Best-Practice-Beispiele
Im Best-Practice-Bereich gibt es bereits Beispiele, wie sich die Entstehung gesundheitlicher Ungleichheit bei Geflüchteten verringern lässt. In einigen Bundesländern wurde beispielsweise eine elektronische Gesundheitskarte für Geflüchtete implementiert bzw. wird zurzeit eingeführt. Diese Gesundheitskarte baut Bürokratiehürden ab, da Geflüchtete direkt eine Ärztin oder einen Arzt aufsuchen können, ohne vorab einen Behandlungsschein beantragen zu müssen. Darüber hinaus seien die Aktivitäten und Projekte der „Bundesweiten Arbeitsgemeinschaft der Psychosozialen Zentren für Flüchtlinge und Folteropfer e.V.“ (BAfF) genannt. Die BAfF leistet einen wichtigen Beitrag zur psychotherapeutischen und psychosozialen Versorgung für Geflüchtete, die über die Regelversorgung unzureichenden Zugang zu Behandlungsangeboten finden. Im Rahmen der Kontrolle der Covid-19-Pandemie hat die Stadt Bremen explizit auch die Situation in Flüchtlingsunterkünften in ihrer Coronaschutzverordnung (6. Coronaverordnung vom 2. Juni 2020) thematisiert. Es wird betont, dass Abstandsregelungen dort ebenso umsetzbar sein müssen wie in anderen öffentlichen Bereichen, sodass sich auch Geflüchtete in Sammelunterkünften vor einer Covid-19-Erkrankung schützen können.

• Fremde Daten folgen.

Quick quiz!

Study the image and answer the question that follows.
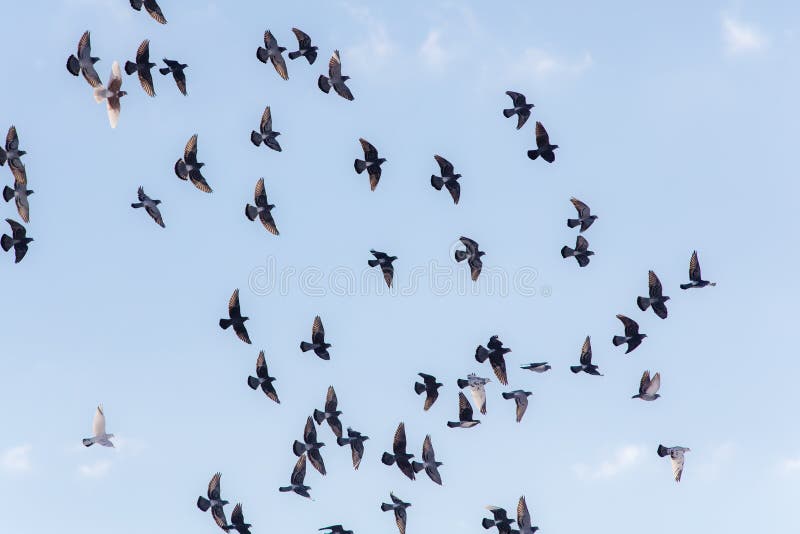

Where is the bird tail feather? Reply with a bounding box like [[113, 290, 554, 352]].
[[612, 336, 626, 347], [292, 440, 306, 456], [501, 392, 514, 399], [313, 409, 325, 425], [1, 234, 12, 252], [446, 421, 460, 428], [502, 108, 516, 118], [482, 518, 496, 529], [657, 444, 669, 457], [527, 149, 540, 160], [561, 246, 574, 258], [247, 376, 260, 390], [570, 365, 582, 374], [130, 202, 143, 208], [3, 186, 14, 202], [567, 218, 580, 228], [288, 50, 302, 60], [680, 283, 692, 290], [354, 159, 367, 174], [82, 438, 94, 447], [413, 382, 426, 395], [456, 378, 468, 389], [278, 486, 292, 492], [158, 67, 170, 75], [219, 318, 232, 329], [475, 345, 489, 363], [367, 259, 379, 268], [637, 297, 650, 311], [256, 47, 268, 63], [245, 204, 259, 221], [454, 250, 468, 262], [300, 341, 313, 352], [431, 175, 444, 190], [196, 496, 211, 511], [317, 75, 331, 93], [411, 461, 424, 473], [380, 452, 395, 466], [380, 503, 393, 512], [0, 148, 6, 166], [124, 61, 138, 75]]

Der Beitrag der Wissenschaft
Auch die Wissenschaft kann Beiträge zur Verringerung gesundheitlicher Ungleichheit bei Geflüchteten leisten. Ein konkretes Beispiel ist die von der Deutschen Forschungsgemeinschaft (DFG) 2019-22 geförderte Forschungsgruppe „Fluchtmigration nach Deutschland: ein Vergrößerungsglas für umfassendere Herausforderungen im Bereich Public Health”. Die beteiligten Forscher*innen sehen die gesundheitliche Versorgung Geflüchteter und die sich daraus ergebenden Herausforderungen aber keineswegs als Ausnahmeerscheinung. Das wäre eine Engführung – zum einen, weil eine solche Sichtweise negative Auswirkung auf die Gesundheit Geflüchteter haben kann, indem sie durch Prozesse des ‚Othering‘ (der „Veranderung“) zu einer weiteren Marginalisierung der Geflüchteten beiträgt. Zum anderen folgt aus einer solchen Engführung eine verpasste Gelegenheit, die Gesundheit der Gesamtbevölkerung zu verbessern. Angesichts der gesellschaftlichen Vielfalt in Deutschland können die Herausforderungen der gesundheitlichen Versorgung Geflüchteter als eine Steigerung und Kumulierung von Faktoren angesehen werden, die auch die Gesundheit anderer Untergruppen und letztlich – wenn auch in unterschiedlich starkem Maße – aller Menschen in Deutschland betreffen. Die Forschungsgruppe PH-LENS untersucht zwei solcher Faktoren sowie deren Interaktionen aus einer betont interdisziplinären Perspektive: zum einen kleinräumige Einflüsse auf Gesundheit, beispielsweise den Einfluss der Unterkünfte; zum anderen spezifische Herausforderungen an das Gesundheitssystem (die mithilfe des Konzepts der Resilienz des Gesundheitssystems untersucht werden). ‚Othering‘ als Analyseperspektive dient als theoretische Klammer zwischen beiden Faktoren. Auf Basis unserer Untersuchungen zu den zugrunde liegenden Mechanismen werden Konzepte sowie Public-Health-Strategien zur Reduzierung gesundheitlicher Ungleichheiten entwickelt – für Geflüchtete, aber auch für die zunehmend heterogene Bevölkerung Deutschlands. Am Projekt PH-LENS beteiligt sind Forscher*innen aus den Gesundheitswissenschaften, der Medizin, Epidemiologie, Soziologie, Politologie und Statistik aus Bielefeld, Berlin, Dresden, Heidelberg und München.

Prof. Oliver Razum ist Sprecher der Forschungsgruppe PH-LENS (Vertreter Prof. Kayvan Bozorgmehr, beide Universität Bielefeld). Verena Penning forscht in einem Teilprojekt zur Unterbringung Geflüchteter.